Alain Resnais es un director notable. Fue capaz de
retomar una y otra vez tras baches de años el oficio de cineasta,
despreciando los laureles de su antigua fama y asumiendo riesgos a los que la mayor parte
de los directores ni siquiera se asoma. No sólo respecto de su propia obra, en la que es
difícil encontrar dos films que se parezcan (piénsese en Hiroshima Mon Amour, Hace
un año en Marienbad y Smoking/No Smoking y se tendrá una pauta de la
diversidad), sino por referencia a viejas, aparentemente inamovibles pautas del lenguaje
fílmico a las que desafía con singular talento.
Conozco la canción es una de
las cumbres de ese obsesivo afán por renovarse de Resnais, que el 3 de junio de 1999
(fecha del estreno en Buenos Aires) cumplió nada menos que 77 años. No deja de ser un
musical, vale decir un relato jalonado por canciones. Pero no es un musical cualquiera.

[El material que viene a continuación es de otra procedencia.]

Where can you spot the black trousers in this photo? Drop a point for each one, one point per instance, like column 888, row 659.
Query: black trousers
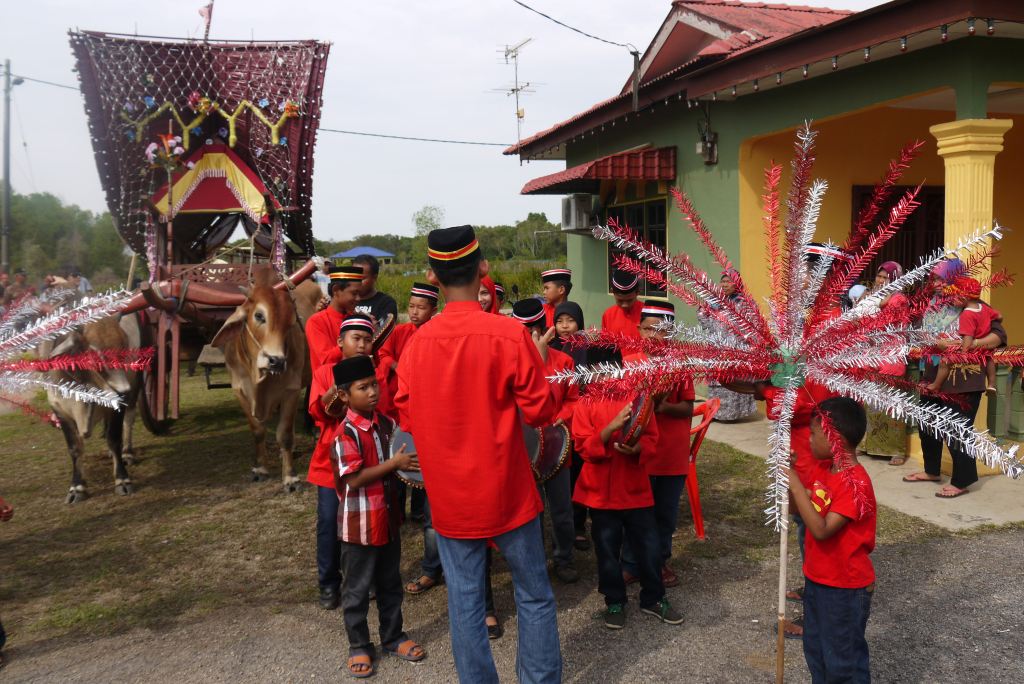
column 363, row 567
column 965, row 468
column 640, row 525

Nunca antes las tonadas entraron y salieron tan alegre, tan fluidamente de la
urdimbre argumental, en la que irrumpen una y otra vez, no obstante, con más frecuencia
que las habituales. Semejante hazaña es producto de una rara conjunción: actuaciones
formidables, una mezcla de sonido impresionante y un sentido de la puesta en escena y los
ritmos de montaje que parece destinado a abonar aquello de que se puede ser un pibe
a los 77. Las canciones no están versionadas por los actores, sino apenas
dobladas, o cantadas en playback sobre las voces de los intérpretes originales, todos
ellos apellidos célebres del cancionero galo de distintas épocas (desde Edith Piaf hasta
Charles Aznavour, pasando por docenas de ídolos injustamente ignotos en estas pampas). A
años luz del esquematismo estructural del género, las incluidas aquí no son ni mucho
menos canciones completas. Sí fragmentos, algunos de pocos segundos, insertados con
enorme libertad en los grandes y pequeños picos emotivos que pueblan la historia. La
selección de temas no podría haber sido más exquisita. El efecto es casi siempre
cómico, aunque de un modo si se me permite inquietantemente social.

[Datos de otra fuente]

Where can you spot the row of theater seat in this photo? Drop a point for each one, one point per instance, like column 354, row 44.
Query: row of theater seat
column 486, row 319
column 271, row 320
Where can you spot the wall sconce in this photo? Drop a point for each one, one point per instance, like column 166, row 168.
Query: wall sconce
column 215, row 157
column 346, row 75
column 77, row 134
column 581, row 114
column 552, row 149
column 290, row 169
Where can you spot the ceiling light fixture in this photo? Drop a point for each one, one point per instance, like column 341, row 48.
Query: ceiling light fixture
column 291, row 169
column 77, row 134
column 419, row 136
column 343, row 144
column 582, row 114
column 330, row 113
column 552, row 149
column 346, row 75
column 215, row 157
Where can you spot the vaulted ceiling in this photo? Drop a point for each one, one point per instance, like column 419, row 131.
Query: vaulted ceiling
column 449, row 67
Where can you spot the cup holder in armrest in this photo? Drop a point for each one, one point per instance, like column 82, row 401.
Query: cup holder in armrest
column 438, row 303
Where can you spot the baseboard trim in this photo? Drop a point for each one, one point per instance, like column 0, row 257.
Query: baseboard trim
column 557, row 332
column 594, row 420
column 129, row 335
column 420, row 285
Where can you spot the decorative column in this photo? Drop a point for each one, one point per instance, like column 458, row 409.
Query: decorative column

Surge la impresión de que en tantas situaciones como esas uno debería cantar... aunque
lo último que uno haría, en situaciones como esas, es cantar.
Otras veces, el color de las melodías
y las letras densifica el espesor de las escenas, ya que el desarrollo musical no va en
detrimento del dramático. Este gira en torno de un puñado de criaturas más o menos
conflictuadas de la clase media actual. Camille y Nicolas llevan una pesada hipocondría a
cuestas. Odile es obsesiva, puntillosa, algo eléctrica. Su marido, Claude, camina
lentamente por la vida, aunque se probará mucho menos abombado de lo que parece. Nada es
lo que parece, en realidad, y Conozco la canción se tomará el tiempo apropiado
que nunca fue tan largo, dulce y llevadero para demostrarlo. La mayor parte de
las máscaras caerá al cabo de una deliciosa fiesta en el nuevo departamento de Odile.

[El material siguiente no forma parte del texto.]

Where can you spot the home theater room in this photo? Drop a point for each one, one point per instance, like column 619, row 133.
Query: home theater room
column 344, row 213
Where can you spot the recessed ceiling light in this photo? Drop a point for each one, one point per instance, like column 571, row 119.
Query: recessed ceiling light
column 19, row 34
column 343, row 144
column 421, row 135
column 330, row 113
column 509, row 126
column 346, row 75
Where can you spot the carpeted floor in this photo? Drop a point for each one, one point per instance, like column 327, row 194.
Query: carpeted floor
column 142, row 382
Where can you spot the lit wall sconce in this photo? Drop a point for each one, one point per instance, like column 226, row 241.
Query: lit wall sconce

Allí podrá saberse que casi nadie coincidía con la imagen que se había fabricado para
presentarse ante los demás. Y en muchos casos, ante sí mismo. Entre gritos estentóreos
y silencios sollozantes (y canciones, claro está), las miserias saldrán a la luz. Lo
magnífico, lo vivificante, es que la consecuencia es una suerte de liberación colectiva.
Como si esas tristes almas encontrarán el alivio, o la expiación, en ese tête à
tête con sus verdades íntimas. Tiene que ver con la catarsis, aquella
función del canto. ¿Acaso no surgió así?
No poco hallazgo es la imagen de una
medusa sobreimpresa en varias escenas de la fiesta. Por momentos opera como una ingeniosa
transición entre diversos pares de interlocutores. En otros obra como la metáfora del
contoneo de esas criaturas entregadas al siempre difícil resbaladizo, sino
resbaloso trámite de desnudarse. El cancionero, a esta altura, es el inevitable
contrapunto de un ritual regocijante, contagioso, embriagador.